The
ongoing studious efforts of Arrow Video to renew international interest in the
Italian giallo thriller subgenre remain unparalleled in their comprehensiveness
and speed with which they’re being released from obscurity. With much of giallo maestros such as Dario
Argento, Lucio Fulci and Sergio Martino back catalogs being restored to their
respective original glories, it was only a matter of time before Arrow would
turn their attention to some of the far more clandestine offerings of the
subgenre.
Enter
Flavio Mogherini, an Italian director prominently known for screwball sex
comedies such as To Love Ophelia, Lunatics and Lovers and I Camionisti. Despite only having eight feature films to
his name, Mogherini did make room in between the sex comedies for a brief and
most unusual stab at giallo with the surprising, confounding and still
disturbing The Pyjama Girl Case. Loosely based on the true crime story about
British woman Linda Agostini whose body was discovered in Melbourne, Australia
in 1934 with her only identifying trait being her yellow silk pajamas, The Pyjama Girl Case recounts most of the
specific details of the crime scene investigation process while updating the
timeframe to the 1970s.
Carrying
the investigation and much of the first half of the film is retired inspector
Timpson (Ray Milland) in a solid central performance as a cop who has been
around the block far too many times to be satisfied with the official police
statements regarding the case. In
conjunction with the detective story set within the giallo framework is an
almost completely separate thread involving a young woman named Linda (Dalia Di
Lazzaro from Argento’s Phenomena) who
is caught between the affections of three different lovers ala Far from the Madding Crowd. As the film progresses, however, the two
disparate storylines will invariably cross paths as more sordid and gory
details regarding the case come to light and the reins of Linda’s romantic
balancing act begin to slip through her fingers.
As
a giallo, The Pyjama Girl Case much
like The Bloodstained Butterfly doesn’t
follow the normal conventions set forth in a standard giallo film
entirely. In addition to being an atonal
crime scene investigation story, the film has a seemingly disparate character
study playing alongside the main narrative like two films combined as one
before gradually converging. Moreover,
while drawing heavily from the facts of the real 1934 case such as the public
exhibition of the corpse in an effort to try and identify the victim, The Pyjama Girl Case is mostly
interested in figuring out what makes Linda tick and why she seems to swim
deeper and deeper into debauchery.
Equally confounding is the film’s soundtrack by the great Riz Ortolani
intercut with recurring Euro-pop tracks performed by Amanda Lear, giving
viewers a most unexpected listening experience with music that intentionally
doesn’t fit the imagery playing before us.

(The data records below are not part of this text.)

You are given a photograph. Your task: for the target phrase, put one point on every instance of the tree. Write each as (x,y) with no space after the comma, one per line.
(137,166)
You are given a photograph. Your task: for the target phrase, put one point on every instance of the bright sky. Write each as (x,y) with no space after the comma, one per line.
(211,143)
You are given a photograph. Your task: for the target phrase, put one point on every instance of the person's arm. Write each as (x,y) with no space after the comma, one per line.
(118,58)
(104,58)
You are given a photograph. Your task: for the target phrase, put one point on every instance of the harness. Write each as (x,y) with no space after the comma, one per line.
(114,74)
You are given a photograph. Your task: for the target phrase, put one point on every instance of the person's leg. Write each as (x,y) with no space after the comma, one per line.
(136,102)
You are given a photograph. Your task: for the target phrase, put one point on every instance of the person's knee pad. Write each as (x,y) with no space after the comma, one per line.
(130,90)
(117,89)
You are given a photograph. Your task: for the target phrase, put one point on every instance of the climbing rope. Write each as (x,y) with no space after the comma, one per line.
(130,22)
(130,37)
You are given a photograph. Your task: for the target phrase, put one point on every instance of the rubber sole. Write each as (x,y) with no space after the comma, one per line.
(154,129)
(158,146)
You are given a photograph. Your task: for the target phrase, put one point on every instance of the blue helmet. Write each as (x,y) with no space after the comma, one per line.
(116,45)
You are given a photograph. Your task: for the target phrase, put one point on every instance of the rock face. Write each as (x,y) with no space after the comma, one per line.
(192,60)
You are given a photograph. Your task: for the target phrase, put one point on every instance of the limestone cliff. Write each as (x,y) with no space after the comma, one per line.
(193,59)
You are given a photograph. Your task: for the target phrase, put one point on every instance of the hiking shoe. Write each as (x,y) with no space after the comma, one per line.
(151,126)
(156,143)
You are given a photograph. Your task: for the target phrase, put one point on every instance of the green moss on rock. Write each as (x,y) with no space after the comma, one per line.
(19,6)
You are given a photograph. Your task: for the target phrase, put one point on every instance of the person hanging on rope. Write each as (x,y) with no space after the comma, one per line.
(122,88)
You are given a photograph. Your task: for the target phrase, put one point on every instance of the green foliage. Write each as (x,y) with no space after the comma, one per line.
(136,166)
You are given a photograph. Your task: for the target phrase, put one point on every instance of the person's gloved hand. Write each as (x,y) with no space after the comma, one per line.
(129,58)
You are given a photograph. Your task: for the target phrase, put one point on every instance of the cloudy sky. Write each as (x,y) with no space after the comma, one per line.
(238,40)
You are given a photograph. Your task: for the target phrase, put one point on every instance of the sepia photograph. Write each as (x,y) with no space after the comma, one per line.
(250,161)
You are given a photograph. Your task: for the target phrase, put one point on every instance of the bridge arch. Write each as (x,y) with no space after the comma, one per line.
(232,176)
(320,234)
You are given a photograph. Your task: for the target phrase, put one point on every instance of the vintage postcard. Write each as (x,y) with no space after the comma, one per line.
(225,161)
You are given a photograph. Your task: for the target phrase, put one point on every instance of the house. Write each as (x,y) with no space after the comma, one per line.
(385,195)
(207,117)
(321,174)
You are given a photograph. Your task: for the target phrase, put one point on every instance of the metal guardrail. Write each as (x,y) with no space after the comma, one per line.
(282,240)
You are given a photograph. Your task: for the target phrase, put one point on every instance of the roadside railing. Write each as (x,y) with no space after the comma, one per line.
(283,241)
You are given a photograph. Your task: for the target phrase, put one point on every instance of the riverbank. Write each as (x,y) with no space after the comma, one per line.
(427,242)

Having heard Ortolani’s legendary scores for Cannibal Holocaust and Don’t
Torture a Duckling, I was taken aback by just how incongruent this
particular Ortolani offering sounded.
Longtime
fans of the seemingly endless giallo subgenre will find much to enjoy here in
this peculiar true crime story/romantic drama of sorts while newcomers are
likely to be more than a little perplexed if not disappointed by The Pyjama Girl Case. Where prior giallo offerings emerged from
directors with a track record of experience within the genre, Flavio Mogherini’s
stab at giallo feels genuinely strange. It
contains moments that couldn’t help but lift me out of the film such as a brief
scene where our lovely Linda casually washes her feet in a toilet bowl. There’s also something of a Psycho detour mid-picture that’s sure to
throw viewers already grasping at straws completely off the rails. That said, I did enjoy the film for taking
the giallo subgenre as far out of the familiar comfort zones viewers became
accustomed to as humanly possible, leaving you with a dramatic thriller which
achieves that rare feat of being uncategorizable.